This article mainly introduces the relevant information and the final solution of a slow query event caused by misjudgment of the online mysql optimizer. I share it with you, hoping to give you some inspiration.
Foreword:
I received crazy slow query and request timeout alarms, and analyzed the exceptions from mysql requests through metrics. I saw a lot of slow queries using cli —> show proceslist. This sql did not exist before, but this problem appeared later due to the increase in data volume. Although the feeds table is as large as 100 million, because the feeds flow information has the characteristics of recent hotness, the frequent IO is not caused by innodb_buffer_pool_size inefficiency. Later, after further explaining the execution plan analysis, the reason was found. The mysql query optimizer chose an index that it thought was efficient.
Mysql query optimizer is reliable in most cases! But you should pay attention when your SQL language contains multiple indexes. Often the final result is a bit hesitant. Because mysql can only use one index for the same sql, which one should I choose? When the amount of data is small, the MySQL optimizer will post the primary key index and give priority to index and unique. When you reach a data level, and because your query operation has in, the mysql query optimizer is likely to use the primary key!
Remember one sentence, mysql query optimization is based on retrieval cost considerations, not time cost considerations. The optimizer calculates the cost based on the existing data status, rather than actually executing SQL.
So, the mysql optimizer cannot achieve the optimization effect every time. It cannot accurately estimate the cost. If you want to accurately get the cost of each index, you have to actually execute it once to know. Therefore, the cost analysis is only an estimate. Since it is an estimate, there is a misjudgment.
The table we are talking about here is the feed information flow table. We know that the feeds information flow table is not only accessed frequently, but also has a large amount of data. But the data structure of this table is very simple, and the index is also simple. There are only two indexes in total, one is the primary key index, and the other is the unique key index.
As follows, the size of this table has reached the 100 million level. Because there are enough caches, and for various reasons, there is no time to divide the database into tables.
The problem is this. When the data magnitude is less than 100 million, the mysql optimizer chooses to use the index index. When the data magnitude exceeds 100 million, the mysql query The optimizer chooses to use the primary key index. The problem this brings is that the query speed is too slow.
This is under normal circumstances:
mysql> explain SELECT * FROM `feed` WHERE user_id IN (116537309,116709093,116709377) AND cid IN (1001,1005,1054,1092,1093,1095) AND id <= 128384713 ORDER BY id DESC LIMIT 0, 11 \G; *************************** 1. row *************************** id: 1 select_type: SIMPLE table: feed partitions: NULL type: range possible_keys: PRIMARY,feed_user_target key: feed_user_target key_len: 6 ref: NULL rows: 18 filtered: 50.00 Extra: Using where; Using index; Using filesort 1 row in set, 1 warning (0.00 sec)
For the same SQL statement, after the data volume changes significantly, the mysql query optimizer will Index selection has also changed.
mysql> explain SELECT * FROM `feed` WHERE user_id IN (116537309,116709093,116709377) AND cid IN (1001,1005,1054,1092,1093,1095) AND id <= 128384713 ORDER BY id DESC LIMIT 0, 11 \G; *************************** 1. row *************************** id: 1 select_type: SIMPLE table: feed type: range possible_keys: PRIMARY,feed_user_target key: PRIMARY key_len: 4 ref: NULL rows: 11873197 Extra: Using where 1 row in set (0.00 sec)

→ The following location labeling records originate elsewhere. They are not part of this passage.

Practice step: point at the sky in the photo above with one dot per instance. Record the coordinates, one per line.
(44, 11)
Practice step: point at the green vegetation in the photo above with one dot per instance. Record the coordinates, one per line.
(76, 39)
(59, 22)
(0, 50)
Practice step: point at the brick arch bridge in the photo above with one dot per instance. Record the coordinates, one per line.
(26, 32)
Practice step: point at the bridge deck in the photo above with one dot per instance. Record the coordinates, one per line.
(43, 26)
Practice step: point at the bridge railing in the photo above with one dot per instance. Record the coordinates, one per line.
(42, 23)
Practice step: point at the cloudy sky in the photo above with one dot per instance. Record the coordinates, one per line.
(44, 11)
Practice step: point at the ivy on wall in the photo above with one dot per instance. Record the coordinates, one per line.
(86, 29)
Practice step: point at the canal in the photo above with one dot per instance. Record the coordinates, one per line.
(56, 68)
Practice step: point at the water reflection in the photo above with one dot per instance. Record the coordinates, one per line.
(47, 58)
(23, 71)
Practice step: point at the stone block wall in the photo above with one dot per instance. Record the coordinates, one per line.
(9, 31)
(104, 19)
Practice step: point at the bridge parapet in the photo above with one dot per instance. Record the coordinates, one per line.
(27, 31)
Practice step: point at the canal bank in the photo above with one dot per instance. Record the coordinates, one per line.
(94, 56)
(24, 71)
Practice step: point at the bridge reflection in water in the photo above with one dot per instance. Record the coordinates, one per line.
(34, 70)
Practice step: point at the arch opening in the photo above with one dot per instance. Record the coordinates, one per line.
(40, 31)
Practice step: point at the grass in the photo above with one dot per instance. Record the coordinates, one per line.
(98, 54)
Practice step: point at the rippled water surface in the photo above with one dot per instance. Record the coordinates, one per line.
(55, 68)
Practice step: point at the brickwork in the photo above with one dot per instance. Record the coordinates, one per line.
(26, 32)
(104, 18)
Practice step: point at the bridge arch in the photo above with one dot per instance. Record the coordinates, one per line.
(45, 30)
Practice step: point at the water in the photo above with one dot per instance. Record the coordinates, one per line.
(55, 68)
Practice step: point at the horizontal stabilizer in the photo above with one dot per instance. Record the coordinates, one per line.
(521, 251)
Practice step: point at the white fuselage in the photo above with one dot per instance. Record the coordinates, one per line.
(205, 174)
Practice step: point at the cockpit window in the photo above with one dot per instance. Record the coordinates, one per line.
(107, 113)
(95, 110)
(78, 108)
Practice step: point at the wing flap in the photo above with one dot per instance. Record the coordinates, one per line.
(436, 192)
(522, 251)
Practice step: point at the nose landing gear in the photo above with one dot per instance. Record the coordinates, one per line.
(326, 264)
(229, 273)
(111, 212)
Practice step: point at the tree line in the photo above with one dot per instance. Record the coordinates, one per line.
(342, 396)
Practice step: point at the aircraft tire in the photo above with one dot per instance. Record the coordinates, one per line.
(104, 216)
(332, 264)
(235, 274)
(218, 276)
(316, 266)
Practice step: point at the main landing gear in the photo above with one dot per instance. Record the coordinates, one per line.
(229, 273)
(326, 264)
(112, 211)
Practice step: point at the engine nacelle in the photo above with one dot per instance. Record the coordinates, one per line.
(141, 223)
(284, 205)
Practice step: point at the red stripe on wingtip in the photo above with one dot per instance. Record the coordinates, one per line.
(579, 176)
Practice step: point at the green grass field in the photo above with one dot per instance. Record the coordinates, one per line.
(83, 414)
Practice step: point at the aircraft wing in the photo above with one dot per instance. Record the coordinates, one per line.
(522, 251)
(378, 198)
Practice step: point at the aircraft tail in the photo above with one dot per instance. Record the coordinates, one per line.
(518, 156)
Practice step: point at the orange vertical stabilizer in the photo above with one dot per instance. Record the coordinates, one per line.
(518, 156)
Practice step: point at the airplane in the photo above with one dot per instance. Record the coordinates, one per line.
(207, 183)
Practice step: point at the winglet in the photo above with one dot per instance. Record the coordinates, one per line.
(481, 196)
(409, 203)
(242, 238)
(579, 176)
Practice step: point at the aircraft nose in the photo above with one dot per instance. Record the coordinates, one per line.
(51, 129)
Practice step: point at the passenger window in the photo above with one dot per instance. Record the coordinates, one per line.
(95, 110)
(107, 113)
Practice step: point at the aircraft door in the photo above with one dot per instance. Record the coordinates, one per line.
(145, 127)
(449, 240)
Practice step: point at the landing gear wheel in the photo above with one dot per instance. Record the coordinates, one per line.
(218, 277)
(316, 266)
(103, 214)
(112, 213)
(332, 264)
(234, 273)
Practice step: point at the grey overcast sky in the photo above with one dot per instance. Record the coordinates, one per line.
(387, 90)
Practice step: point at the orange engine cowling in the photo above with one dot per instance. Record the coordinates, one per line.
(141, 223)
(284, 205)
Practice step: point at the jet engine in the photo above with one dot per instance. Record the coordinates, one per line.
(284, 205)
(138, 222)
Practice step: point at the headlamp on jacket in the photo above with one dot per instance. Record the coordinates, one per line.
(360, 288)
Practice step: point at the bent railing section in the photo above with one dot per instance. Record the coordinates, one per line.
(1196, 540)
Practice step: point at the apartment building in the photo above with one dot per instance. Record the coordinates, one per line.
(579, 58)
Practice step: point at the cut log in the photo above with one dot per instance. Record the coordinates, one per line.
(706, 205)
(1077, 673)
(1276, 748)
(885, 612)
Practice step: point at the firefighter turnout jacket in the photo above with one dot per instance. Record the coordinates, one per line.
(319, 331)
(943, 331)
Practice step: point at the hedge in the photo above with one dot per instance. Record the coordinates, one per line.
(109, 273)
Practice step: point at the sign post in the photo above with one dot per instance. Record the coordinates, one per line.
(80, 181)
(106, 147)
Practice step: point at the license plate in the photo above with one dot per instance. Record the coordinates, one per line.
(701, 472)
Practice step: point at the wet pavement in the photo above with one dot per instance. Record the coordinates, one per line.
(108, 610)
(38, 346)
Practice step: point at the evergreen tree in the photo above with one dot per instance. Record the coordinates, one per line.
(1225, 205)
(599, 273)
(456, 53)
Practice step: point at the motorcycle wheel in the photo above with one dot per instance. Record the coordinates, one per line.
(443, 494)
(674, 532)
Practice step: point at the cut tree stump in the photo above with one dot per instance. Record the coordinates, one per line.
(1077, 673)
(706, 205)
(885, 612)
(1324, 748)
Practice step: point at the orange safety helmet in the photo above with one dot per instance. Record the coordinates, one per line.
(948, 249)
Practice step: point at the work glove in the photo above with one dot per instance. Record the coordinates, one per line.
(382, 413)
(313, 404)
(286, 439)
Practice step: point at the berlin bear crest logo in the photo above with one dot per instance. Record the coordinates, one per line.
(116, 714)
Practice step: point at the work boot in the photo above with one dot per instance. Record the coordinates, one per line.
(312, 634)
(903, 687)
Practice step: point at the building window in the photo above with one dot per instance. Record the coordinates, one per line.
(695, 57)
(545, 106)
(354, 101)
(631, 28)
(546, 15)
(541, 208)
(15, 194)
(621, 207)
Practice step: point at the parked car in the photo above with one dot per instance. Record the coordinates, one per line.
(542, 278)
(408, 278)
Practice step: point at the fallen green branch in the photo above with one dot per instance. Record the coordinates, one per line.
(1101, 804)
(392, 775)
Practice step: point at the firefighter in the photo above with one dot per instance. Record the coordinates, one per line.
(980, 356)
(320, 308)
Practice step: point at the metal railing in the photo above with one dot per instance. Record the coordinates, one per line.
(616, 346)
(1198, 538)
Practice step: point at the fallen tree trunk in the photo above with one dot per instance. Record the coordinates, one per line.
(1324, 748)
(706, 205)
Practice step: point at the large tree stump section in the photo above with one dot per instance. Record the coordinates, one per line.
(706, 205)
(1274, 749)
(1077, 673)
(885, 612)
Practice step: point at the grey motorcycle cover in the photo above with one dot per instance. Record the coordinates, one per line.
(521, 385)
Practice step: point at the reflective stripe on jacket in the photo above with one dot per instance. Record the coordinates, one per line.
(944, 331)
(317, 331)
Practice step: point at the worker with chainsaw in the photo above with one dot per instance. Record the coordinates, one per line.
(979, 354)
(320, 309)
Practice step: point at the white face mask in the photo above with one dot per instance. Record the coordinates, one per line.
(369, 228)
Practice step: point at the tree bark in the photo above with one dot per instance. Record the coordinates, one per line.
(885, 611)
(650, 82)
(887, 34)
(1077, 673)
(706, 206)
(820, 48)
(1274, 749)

The solution is to use force index to force the query optimizer to use the index we gave. This is a python development environment. Common python ORMs have force index, ignore index, and user index parameters.
explain SELECT * FROM `feed` force index (feed_user_target) WHERE user_id IN (116537309,116709093,116709377) ...
So how should we prevent this problem? Because of the increase in data, the mysql optimizer chooses an inefficient index?
I consulted DBAs from several factories on this issue, and the answers I got were the same as our method. The problem can only be discovered through later slow queries, and then specify force index in the SQL statement to solve the index problem. In addition, such problems will be avoided in the early stages of the system being launched, but often business developers will cooperate with the DBA's review work in the early stage, but in the later stage, in order to save trouble, or they think that there is no problem, they cause MySQL query accidents.
I know little about the index selection rules of the MySQL optimizer, and I plan to spend time studying the rules later.
The above is a sharing of a slow query event caused by a misjudgment by the online MySQL optimizer. For more related content, please pay attention to the PHP Chinese website (www.php.cn)!